Every election season, pundits marvel at the surely unprecedented viciousness of the campaign.  It’s always the most bitter and hateful campaign ever, until the next cage match rolls along in four years.  It seems like these last few elections have been defined less by angry rhetoric than tribalism.  The electorate has been divided into tribal groups, whose taboos must be respected, and self-appointed leaders must be obeyed.

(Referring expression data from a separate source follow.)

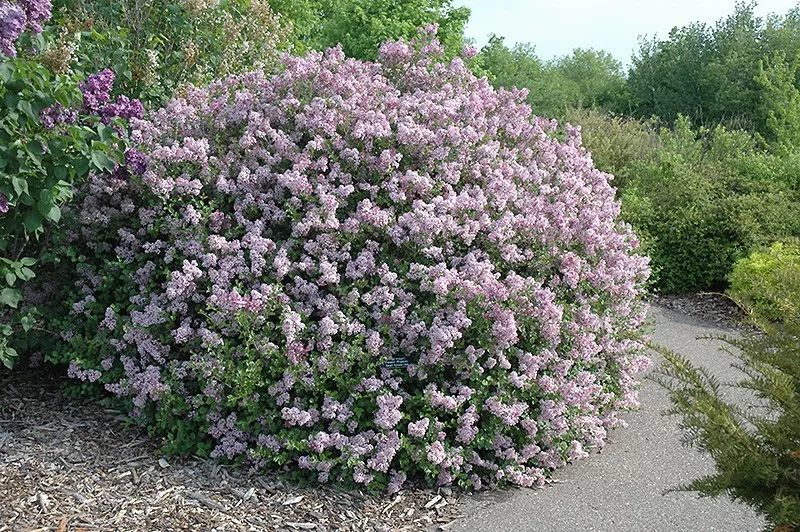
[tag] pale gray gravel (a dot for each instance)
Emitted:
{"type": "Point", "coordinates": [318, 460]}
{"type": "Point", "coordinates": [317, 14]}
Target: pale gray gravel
{"type": "Point", "coordinates": [623, 488]}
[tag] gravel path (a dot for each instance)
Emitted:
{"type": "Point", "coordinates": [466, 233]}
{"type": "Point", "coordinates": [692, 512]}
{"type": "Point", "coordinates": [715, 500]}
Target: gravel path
{"type": "Point", "coordinates": [67, 464]}
{"type": "Point", "coordinates": [622, 489]}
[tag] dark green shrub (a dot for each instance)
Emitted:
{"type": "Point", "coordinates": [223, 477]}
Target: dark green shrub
{"type": "Point", "coordinates": [767, 282]}
{"type": "Point", "coordinates": [617, 144]}
{"type": "Point", "coordinates": [756, 450]}
{"type": "Point", "coordinates": [697, 212]}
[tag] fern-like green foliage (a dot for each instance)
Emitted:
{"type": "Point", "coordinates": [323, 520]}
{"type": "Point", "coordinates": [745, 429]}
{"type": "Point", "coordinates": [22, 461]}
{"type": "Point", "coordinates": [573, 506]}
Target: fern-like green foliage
{"type": "Point", "coordinates": [756, 449]}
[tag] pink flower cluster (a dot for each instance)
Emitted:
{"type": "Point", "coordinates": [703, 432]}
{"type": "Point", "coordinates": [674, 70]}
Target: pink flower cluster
{"type": "Point", "coordinates": [17, 16]}
{"type": "Point", "coordinates": [370, 271]}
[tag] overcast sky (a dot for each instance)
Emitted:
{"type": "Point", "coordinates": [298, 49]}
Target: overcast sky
{"type": "Point", "coordinates": [556, 27]}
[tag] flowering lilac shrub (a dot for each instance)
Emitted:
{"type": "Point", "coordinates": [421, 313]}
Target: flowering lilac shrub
{"type": "Point", "coordinates": [365, 271]}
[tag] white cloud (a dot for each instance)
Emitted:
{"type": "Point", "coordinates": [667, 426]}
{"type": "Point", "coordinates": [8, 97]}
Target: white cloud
{"type": "Point", "coordinates": [556, 27]}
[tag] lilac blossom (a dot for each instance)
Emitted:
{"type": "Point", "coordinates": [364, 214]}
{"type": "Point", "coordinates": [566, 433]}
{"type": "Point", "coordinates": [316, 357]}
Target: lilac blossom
{"type": "Point", "coordinates": [421, 278]}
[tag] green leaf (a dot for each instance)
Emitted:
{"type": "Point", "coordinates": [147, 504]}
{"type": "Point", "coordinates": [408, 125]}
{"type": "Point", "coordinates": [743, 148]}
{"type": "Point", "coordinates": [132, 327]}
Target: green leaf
{"type": "Point", "coordinates": [54, 214]}
{"type": "Point", "coordinates": [27, 323]}
{"type": "Point", "coordinates": [20, 185]}
{"type": "Point", "coordinates": [6, 71]}
{"type": "Point", "coordinates": [26, 274]}
{"type": "Point", "coordinates": [10, 297]}
{"type": "Point", "coordinates": [26, 108]}
{"type": "Point", "coordinates": [8, 355]}
{"type": "Point", "coordinates": [11, 100]}
{"type": "Point", "coordinates": [102, 161]}
{"type": "Point", "coordinates": [59, 172]}
{"type": "Point", "coordinates": [32, 221]}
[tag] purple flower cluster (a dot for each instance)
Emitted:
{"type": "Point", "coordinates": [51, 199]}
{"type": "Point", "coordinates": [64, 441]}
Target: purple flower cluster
{"type": "Point", "coordinates": [97, 98]}
{"type": "Point", "coordinates": [12, 24]}
{"type": "Point", "coordinates": [19, 15]}
{"type": "Point", "coordinates": [291, 235]}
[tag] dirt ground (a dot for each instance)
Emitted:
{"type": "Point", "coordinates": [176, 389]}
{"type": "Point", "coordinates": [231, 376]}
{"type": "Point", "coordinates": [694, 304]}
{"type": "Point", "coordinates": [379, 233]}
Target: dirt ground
{"type": "Point", "coordinates": [68, 464]}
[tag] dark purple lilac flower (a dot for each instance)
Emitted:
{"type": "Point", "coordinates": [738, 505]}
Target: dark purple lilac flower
{"type": "Point", "coordinates": [12, 24]}
{"type": "Point", "coordinates": [122, 107]}
{"type": "Point", "coordinates": [136, 161]}
{"type": "Point", "coordinates": [37, 13]}
{"type": "Point", "coordinates": [97, 90]}
{"type": "Point", "coordinates": [56, 115]}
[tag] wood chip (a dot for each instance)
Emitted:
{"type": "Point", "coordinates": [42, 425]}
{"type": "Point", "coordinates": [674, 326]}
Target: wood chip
{"type": "Point", "coordinates": [303, 526]}
{"type": "Point", "coordinates": [205, 501]}
{"type": "Point", "coordinates": [44, 501]}
{"type": "Point", "coordinates": [293, 500]}
{"type": "Point", "coordinates": [432, 502]}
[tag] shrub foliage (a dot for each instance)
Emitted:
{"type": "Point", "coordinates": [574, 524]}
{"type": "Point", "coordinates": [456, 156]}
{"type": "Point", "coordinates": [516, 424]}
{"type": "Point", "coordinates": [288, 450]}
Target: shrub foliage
{"type": "Point", "coordinates": [362, 270]}
{"type": "Point", "coordinates": [767, 282]}
{"type": "Point", "coordinates": [756, 449]}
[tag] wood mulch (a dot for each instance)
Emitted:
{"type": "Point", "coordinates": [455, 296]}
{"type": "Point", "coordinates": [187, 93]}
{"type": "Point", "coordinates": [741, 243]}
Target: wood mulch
{"type": "Point", "coordinates": [70, 464]}
{"type": "Point", "coordinates": [712, 307]}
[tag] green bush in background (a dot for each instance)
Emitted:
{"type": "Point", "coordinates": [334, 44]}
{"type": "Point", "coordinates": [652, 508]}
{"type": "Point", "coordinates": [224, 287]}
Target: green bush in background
{"type": "Point", "coordinates": [156, 47]}
{"type": "Point", "coordinates": [767, 282]}
{"type": "Point", "coordinates": [756, 449]}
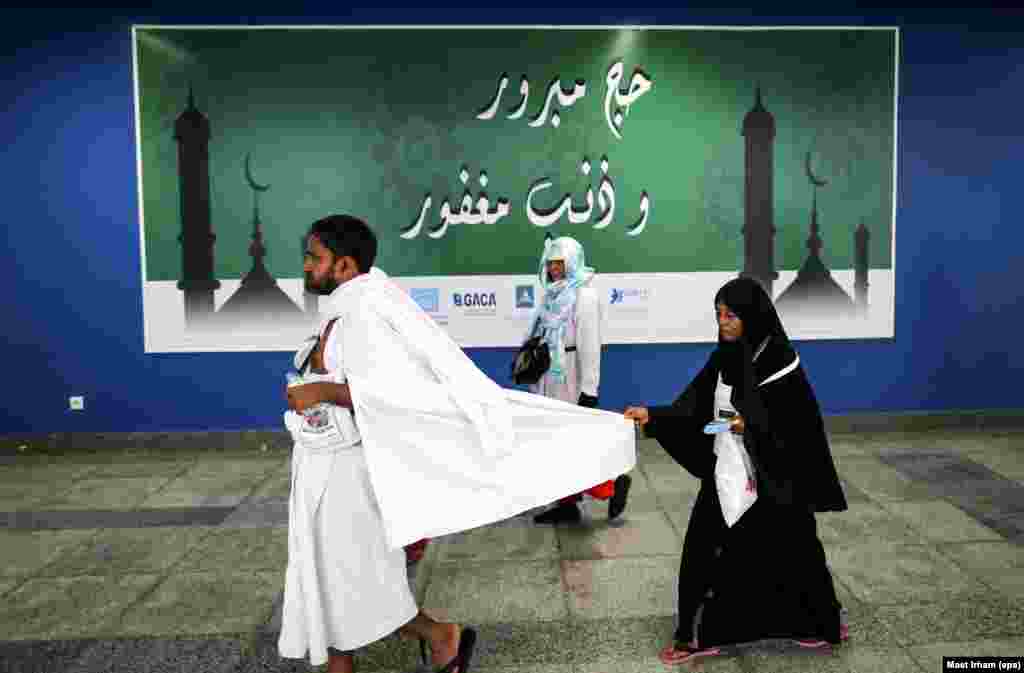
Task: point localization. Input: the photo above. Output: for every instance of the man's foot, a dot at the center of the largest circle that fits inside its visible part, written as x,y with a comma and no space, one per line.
454,653
616,504
561,513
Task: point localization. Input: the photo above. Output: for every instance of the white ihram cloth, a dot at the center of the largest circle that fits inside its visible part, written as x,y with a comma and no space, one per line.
344,586
446,448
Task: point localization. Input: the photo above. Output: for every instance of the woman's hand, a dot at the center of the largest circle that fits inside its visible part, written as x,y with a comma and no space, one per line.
638,414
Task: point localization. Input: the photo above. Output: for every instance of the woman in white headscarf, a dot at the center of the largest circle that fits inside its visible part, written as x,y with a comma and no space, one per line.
569,319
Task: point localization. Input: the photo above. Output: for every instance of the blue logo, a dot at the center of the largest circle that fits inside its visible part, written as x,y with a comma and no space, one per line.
629,295
474,299
524,296
428,298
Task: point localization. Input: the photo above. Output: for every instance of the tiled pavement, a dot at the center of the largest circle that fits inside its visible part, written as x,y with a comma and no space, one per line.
173,560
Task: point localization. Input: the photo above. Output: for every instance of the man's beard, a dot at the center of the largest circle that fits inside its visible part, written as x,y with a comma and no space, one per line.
325,287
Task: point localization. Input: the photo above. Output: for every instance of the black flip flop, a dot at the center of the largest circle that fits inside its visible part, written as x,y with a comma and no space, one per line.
467,642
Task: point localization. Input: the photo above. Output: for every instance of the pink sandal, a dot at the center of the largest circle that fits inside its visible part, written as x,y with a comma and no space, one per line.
814,643
678,653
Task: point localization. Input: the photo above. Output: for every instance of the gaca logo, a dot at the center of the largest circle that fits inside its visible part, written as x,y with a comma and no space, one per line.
474,299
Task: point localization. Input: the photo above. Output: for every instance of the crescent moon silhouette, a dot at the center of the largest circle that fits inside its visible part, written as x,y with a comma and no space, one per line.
816,181
252,182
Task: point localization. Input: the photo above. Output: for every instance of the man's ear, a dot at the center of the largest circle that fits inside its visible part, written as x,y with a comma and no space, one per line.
346,267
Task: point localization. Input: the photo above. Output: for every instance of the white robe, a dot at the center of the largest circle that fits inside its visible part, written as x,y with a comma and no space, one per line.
583,366
446,448
344,586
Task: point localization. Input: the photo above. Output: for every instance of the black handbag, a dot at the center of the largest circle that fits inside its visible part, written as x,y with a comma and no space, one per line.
531,362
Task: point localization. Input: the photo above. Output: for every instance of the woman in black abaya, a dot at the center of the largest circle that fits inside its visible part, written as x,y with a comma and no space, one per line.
765,577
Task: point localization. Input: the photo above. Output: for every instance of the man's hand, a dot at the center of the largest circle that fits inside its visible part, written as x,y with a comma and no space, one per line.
301,397
638,414
736,424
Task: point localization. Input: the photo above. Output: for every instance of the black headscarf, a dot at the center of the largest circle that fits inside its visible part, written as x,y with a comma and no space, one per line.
752,304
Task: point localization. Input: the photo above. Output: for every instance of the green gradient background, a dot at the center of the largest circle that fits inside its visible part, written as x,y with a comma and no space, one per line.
369,121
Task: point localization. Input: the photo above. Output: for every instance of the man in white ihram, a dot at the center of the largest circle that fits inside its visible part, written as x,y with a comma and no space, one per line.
401,437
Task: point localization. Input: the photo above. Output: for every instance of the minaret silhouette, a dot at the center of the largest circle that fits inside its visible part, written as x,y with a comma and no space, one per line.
861,238
814,291
192,131
309,300
759,214
259,299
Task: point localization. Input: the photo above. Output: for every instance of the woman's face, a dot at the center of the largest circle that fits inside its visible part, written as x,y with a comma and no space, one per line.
556,269
729,326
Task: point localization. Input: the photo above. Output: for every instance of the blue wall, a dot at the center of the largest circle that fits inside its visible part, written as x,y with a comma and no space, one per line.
72,266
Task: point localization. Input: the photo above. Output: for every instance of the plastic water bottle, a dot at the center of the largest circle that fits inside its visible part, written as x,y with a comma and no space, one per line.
317,415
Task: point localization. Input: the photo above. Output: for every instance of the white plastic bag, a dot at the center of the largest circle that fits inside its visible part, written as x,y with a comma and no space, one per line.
734,477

That’s the problem facing Mourdock – he fell right into the Democrats’ “War on Women” narrative, one of the most purely tribal strategies ever unveiled.  All women are presumed pro-abortion; designated liberal leaders announce what “all women” think; opposing any aspect of  the leadership’s agenda is “hatred of women.”  Favored organizations like Planned Parenthood are now utterly synonymous with “women’s health,” so questioning their grip on the public treasury is literally interpreted as a violent assault against women.

The Democrats have eagerly embraced the Sandra Fluke formulation that refusing to buy politically favored products and services for other people is “denying their access” to those items… the functional equivalent of banning them.  That’s why Obama rallies have lately featured the absurd spectacle of the man who forced the incredibly coercive ObamaCare legislation down America’s throat claiming that he doesn’t think politicians, especially male politicians, should be making women’s health decisions for them.  It’s breathtakingly Orwellian, but it makes a certain kind of sense if you remember that Obama thinks the decisions he and his cronies have made for women are absolutely pure and good, officially sanctioned by the liberal chiefs and witch doctors of the Woman Tribe.  “Making women’s health decisions for them” is his term for dissent from the decisions he and the tribal leadership have already made.

In reality, women are strongly divided on the abortion issue, and have actually been trending a bit more pro-life over the past few years, but that doesn’t matter.  They have all been conscripted into the largest identity tribe ever constructed.  Their individual opinions and convictions don’t matter.  Such an environment is not healthy for those who venture sincere opinions contrary to the manufactured and enforced consensus.  Viewed objectively, Richard Mourdock and Barack Obama are almost exactly the same distance from “the center” in their abortion positions, with roughly equivalent levels of popular support for their views.  You’d never know it from watching their media coverage.